CellMR: A framework for supporting mapreduce on asymmetric cell-based clusters

  • Authors:
  • M. Mustafa Rafique;Benjamin Rose;Ali R. Butt;Dimitrios S. Nikolopoulos

  • Affiliations:
  • Dept. of Computer Science, Virginia Tech. Blacksburg, USA;Dept. of Computer Science, Virginia Tech. Blacksburg, USA;Dept. of Computer Science, Virginia Tech. Blacksburg, USA;Institute of Computer Science, Foundation for Research and Technology Hellas (FORTH), GR 700 13, Heraklion Crete, Greece

  • Venue:
  • IPDPS '09 Proceedings of the 2009 IEEE International Symposium on Parallel&Distributed Processing
  • Year:
  • 2009

Quantified Score

Hi-index 0.00

Visualization

Abstract

The use of asymmetric multi-core processors with on-chip computational accelerators is becoming common in a variety of environments ranging from scientific computing to enterprise applications. The focus of current research has been on making efficient use of individual systems, and porting applications to asymmetric processors. In this paper, we take the next step by investigating the use of multi-core-based systems, especially the popular Cell processor, in a cluster setting. We present CellMR, an efficient and scalable implementation of the MapReduce framework for asymmetric Cell-based clusters. The novelty of CellMR lies in its adoption of a streaming approach to supporting MapReduce, and its adaptive resource scheduling schemes: Instead of allocating workloads to the components once, CellMR slices the input into small work units and streams them to the asymmetric nodes for efficient processing. Moreover, CellMR removes I/O bottlenecks by design, using a number of techniques, such as double-buffering and asynchronous I/O, to maximize cluster performance.
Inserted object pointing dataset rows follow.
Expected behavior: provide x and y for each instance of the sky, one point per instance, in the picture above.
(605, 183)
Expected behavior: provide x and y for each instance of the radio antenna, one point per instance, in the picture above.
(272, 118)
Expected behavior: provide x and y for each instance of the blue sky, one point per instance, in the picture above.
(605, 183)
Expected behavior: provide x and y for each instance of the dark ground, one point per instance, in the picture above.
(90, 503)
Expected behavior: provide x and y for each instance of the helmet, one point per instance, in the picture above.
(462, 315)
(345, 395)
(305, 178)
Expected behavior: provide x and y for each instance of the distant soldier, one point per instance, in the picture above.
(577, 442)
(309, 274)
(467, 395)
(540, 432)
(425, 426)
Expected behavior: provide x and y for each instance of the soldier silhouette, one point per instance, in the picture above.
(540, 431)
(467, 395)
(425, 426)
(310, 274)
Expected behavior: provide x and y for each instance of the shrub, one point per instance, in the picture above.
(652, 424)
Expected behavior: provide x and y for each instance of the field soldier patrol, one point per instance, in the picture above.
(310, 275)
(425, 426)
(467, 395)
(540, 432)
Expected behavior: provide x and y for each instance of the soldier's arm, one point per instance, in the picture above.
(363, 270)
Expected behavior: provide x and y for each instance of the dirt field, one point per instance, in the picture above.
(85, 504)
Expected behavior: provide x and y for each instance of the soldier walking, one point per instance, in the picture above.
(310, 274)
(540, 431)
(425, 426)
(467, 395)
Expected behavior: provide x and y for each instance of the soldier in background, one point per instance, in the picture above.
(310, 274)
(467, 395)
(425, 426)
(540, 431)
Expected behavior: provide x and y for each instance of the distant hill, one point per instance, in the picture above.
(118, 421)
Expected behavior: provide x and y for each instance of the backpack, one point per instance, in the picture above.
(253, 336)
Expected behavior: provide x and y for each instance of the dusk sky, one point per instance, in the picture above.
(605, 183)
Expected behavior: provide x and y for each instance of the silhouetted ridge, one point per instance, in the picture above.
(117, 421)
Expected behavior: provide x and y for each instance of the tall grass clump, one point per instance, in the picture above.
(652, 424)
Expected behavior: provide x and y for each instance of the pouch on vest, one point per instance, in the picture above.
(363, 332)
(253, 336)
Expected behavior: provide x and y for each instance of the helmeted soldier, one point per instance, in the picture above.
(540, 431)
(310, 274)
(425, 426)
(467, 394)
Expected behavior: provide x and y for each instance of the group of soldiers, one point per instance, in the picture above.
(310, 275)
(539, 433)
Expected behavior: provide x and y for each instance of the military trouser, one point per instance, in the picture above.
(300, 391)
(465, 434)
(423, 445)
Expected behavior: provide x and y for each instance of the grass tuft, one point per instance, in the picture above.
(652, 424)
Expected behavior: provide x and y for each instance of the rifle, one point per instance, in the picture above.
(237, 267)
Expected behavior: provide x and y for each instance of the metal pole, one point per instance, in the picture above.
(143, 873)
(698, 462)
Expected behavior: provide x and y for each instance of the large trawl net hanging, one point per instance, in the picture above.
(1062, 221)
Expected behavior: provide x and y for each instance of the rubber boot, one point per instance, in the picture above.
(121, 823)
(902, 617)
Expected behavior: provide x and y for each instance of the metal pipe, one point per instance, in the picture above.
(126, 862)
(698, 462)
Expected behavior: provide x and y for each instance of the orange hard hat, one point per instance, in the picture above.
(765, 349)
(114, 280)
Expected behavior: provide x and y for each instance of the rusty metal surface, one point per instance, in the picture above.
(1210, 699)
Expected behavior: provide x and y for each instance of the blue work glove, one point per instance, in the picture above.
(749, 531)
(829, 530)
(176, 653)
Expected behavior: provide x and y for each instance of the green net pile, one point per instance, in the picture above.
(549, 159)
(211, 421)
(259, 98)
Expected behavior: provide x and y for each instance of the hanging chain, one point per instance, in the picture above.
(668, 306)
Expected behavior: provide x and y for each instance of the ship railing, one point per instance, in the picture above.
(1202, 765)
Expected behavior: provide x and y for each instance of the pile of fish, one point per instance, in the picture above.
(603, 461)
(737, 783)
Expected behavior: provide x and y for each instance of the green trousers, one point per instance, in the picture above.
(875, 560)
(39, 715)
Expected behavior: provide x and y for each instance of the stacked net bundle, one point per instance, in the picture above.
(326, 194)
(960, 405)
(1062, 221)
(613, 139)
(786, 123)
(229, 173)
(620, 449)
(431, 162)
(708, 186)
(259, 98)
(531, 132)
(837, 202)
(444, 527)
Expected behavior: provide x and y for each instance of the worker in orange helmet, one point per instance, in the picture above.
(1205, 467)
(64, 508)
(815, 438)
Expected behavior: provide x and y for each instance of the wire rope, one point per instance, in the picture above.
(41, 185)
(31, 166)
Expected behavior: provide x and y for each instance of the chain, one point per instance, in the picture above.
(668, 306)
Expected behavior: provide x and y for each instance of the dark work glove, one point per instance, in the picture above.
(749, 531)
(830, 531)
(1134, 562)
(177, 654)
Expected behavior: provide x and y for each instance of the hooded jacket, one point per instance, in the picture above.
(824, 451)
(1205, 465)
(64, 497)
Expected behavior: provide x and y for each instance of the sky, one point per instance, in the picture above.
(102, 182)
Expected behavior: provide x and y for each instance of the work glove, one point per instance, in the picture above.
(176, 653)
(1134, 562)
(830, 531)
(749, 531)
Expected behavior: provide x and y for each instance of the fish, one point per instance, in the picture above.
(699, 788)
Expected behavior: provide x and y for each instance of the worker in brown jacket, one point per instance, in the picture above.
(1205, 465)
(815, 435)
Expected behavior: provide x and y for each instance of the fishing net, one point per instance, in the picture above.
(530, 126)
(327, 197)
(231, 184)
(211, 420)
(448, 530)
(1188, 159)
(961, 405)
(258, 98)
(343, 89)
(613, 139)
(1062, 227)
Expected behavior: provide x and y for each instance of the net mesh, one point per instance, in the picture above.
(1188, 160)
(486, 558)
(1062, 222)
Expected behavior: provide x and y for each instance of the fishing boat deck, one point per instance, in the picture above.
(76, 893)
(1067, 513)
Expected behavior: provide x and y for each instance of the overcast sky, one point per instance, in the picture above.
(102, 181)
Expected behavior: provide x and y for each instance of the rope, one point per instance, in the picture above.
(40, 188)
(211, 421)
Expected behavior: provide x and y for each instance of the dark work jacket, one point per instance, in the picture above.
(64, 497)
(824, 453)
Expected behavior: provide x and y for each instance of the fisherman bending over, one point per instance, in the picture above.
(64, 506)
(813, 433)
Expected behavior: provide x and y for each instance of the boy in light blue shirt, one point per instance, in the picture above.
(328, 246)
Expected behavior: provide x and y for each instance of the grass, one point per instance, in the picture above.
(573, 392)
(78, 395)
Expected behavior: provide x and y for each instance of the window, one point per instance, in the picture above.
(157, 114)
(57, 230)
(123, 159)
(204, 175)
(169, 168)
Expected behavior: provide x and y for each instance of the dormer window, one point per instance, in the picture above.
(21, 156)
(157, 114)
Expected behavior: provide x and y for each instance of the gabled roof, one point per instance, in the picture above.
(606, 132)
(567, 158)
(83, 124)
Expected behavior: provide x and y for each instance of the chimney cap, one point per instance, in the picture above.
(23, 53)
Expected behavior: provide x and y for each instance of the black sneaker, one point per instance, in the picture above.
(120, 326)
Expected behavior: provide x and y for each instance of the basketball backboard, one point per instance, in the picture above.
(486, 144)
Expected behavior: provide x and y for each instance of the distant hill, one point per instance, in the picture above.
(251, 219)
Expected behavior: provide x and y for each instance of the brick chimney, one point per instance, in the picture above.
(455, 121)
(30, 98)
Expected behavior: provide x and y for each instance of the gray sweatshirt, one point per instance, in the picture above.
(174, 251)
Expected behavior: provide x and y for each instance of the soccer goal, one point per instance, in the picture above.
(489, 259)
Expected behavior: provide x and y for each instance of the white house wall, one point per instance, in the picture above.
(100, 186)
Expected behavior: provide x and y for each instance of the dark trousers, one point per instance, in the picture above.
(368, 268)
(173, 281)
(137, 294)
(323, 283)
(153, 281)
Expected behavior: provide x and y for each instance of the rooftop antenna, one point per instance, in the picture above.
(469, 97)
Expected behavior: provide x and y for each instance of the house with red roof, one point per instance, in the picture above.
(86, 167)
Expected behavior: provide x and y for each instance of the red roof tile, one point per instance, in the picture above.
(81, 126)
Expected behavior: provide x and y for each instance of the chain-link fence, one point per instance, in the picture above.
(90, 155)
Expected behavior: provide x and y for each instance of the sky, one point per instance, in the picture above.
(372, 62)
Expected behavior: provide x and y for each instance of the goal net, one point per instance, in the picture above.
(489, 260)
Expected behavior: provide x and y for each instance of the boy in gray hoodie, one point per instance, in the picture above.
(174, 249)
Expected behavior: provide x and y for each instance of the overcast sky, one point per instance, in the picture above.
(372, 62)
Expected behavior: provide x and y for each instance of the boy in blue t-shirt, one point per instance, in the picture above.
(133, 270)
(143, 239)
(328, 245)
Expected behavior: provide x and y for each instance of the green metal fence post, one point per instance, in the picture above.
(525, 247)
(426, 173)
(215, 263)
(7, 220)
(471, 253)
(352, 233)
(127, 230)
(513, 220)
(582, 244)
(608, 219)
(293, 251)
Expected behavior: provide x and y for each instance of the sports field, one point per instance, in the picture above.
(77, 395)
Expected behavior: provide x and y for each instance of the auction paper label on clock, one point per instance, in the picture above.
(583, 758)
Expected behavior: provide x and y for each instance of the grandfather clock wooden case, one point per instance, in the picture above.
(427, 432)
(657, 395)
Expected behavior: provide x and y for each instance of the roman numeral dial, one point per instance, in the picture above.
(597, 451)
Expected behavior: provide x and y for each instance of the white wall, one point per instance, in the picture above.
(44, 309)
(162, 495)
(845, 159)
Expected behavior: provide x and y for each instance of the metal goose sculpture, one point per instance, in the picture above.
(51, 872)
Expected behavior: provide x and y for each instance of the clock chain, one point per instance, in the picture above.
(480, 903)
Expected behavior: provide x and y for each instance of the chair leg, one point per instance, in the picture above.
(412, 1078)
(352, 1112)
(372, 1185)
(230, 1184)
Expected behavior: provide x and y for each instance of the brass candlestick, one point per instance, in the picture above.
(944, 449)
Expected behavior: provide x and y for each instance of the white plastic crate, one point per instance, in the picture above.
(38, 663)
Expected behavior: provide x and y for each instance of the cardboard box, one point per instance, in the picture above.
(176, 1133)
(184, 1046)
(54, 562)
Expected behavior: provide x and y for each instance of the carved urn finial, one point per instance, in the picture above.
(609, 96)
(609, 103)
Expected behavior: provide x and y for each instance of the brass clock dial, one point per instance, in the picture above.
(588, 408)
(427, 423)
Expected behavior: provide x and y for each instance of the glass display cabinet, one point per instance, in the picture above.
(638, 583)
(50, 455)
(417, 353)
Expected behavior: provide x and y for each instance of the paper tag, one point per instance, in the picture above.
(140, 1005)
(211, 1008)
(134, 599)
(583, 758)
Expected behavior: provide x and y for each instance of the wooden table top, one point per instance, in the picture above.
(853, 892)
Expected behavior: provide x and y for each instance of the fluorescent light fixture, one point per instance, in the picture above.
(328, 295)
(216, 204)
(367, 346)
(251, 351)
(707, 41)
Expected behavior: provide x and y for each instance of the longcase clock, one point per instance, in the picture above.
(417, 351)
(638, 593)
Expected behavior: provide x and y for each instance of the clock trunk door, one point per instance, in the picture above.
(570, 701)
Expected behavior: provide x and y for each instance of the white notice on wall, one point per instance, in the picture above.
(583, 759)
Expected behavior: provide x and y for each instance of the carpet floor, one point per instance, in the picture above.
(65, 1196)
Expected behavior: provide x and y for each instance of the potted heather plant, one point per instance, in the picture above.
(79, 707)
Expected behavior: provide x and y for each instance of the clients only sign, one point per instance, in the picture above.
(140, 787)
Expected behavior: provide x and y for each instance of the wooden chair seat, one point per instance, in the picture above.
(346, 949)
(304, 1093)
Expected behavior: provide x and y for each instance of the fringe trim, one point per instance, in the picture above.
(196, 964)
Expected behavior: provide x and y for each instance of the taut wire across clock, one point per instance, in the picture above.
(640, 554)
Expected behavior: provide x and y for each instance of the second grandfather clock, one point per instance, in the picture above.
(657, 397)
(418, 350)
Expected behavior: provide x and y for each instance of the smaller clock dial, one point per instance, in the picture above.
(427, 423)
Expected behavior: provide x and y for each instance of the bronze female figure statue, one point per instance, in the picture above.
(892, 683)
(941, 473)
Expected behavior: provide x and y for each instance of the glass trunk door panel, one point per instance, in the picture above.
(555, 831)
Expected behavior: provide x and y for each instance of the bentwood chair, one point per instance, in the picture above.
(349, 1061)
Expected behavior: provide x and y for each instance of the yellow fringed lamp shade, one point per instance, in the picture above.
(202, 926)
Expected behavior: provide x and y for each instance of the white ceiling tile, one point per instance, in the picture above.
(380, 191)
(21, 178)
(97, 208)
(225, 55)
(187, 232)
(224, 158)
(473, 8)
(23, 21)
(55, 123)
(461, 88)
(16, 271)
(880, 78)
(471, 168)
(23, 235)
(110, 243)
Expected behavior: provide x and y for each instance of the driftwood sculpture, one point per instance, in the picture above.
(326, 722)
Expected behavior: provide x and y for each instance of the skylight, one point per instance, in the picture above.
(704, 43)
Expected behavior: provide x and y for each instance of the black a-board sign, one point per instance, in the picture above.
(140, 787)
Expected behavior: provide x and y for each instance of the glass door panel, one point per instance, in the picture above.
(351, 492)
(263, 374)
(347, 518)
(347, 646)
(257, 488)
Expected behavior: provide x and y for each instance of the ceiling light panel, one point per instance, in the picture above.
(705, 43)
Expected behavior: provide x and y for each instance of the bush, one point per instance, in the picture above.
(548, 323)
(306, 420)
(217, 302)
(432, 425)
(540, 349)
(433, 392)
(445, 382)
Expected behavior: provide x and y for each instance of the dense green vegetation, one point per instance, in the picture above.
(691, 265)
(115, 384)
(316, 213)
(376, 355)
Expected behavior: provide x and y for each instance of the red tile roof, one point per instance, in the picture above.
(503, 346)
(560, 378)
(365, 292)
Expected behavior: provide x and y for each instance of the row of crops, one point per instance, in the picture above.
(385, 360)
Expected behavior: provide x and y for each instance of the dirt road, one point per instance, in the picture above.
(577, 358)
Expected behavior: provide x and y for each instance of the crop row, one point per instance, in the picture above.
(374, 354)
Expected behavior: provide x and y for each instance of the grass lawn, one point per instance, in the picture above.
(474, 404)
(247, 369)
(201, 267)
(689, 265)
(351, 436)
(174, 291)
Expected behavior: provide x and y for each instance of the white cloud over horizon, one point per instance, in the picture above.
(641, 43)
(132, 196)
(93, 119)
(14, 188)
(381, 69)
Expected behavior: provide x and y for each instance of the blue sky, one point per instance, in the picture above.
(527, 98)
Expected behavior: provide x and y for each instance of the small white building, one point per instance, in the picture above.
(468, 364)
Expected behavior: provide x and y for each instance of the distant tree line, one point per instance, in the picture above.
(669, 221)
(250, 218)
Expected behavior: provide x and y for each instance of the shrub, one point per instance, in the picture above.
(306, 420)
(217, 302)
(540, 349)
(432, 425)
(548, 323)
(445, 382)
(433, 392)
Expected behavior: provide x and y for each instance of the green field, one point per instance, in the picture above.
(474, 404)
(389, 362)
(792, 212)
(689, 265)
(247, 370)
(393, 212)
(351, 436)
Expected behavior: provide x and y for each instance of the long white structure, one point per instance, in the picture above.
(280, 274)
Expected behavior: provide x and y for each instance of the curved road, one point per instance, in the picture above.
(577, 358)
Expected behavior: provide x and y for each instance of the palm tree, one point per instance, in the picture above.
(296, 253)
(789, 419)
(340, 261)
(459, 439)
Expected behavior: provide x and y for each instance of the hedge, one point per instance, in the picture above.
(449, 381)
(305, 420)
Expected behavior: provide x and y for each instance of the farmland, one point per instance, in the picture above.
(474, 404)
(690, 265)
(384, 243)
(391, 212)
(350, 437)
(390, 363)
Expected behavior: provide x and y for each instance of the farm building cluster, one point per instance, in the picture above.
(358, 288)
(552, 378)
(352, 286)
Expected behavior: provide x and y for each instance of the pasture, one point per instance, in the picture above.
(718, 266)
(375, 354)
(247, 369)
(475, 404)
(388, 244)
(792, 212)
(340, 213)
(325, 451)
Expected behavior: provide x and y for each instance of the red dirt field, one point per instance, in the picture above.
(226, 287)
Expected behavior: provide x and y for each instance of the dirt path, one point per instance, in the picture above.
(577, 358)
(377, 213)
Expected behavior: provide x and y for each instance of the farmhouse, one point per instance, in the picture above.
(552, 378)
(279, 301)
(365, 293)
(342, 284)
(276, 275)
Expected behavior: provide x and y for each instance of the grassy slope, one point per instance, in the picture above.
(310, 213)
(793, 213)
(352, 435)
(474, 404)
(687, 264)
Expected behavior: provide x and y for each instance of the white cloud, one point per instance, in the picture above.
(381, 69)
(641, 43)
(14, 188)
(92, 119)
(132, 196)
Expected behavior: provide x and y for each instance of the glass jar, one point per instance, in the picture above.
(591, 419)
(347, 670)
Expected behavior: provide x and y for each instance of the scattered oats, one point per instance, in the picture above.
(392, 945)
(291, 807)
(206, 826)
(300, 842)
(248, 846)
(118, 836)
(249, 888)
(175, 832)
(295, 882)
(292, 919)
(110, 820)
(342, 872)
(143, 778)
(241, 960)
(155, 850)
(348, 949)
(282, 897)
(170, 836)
Our evaluation of CellMR using typical MapReduce applications shows that it achieves 50.5% better performance compared to the standard nonstreaming approach, introduces a very small overhead on the manager irrespective of application input size, scales almost linearly with increasing number of compute nodes (a speedup of 6.9 on average, when using eight nodes compared to a single node), and adapts effectively the parameters of its resource management policy between applications with varying computation density.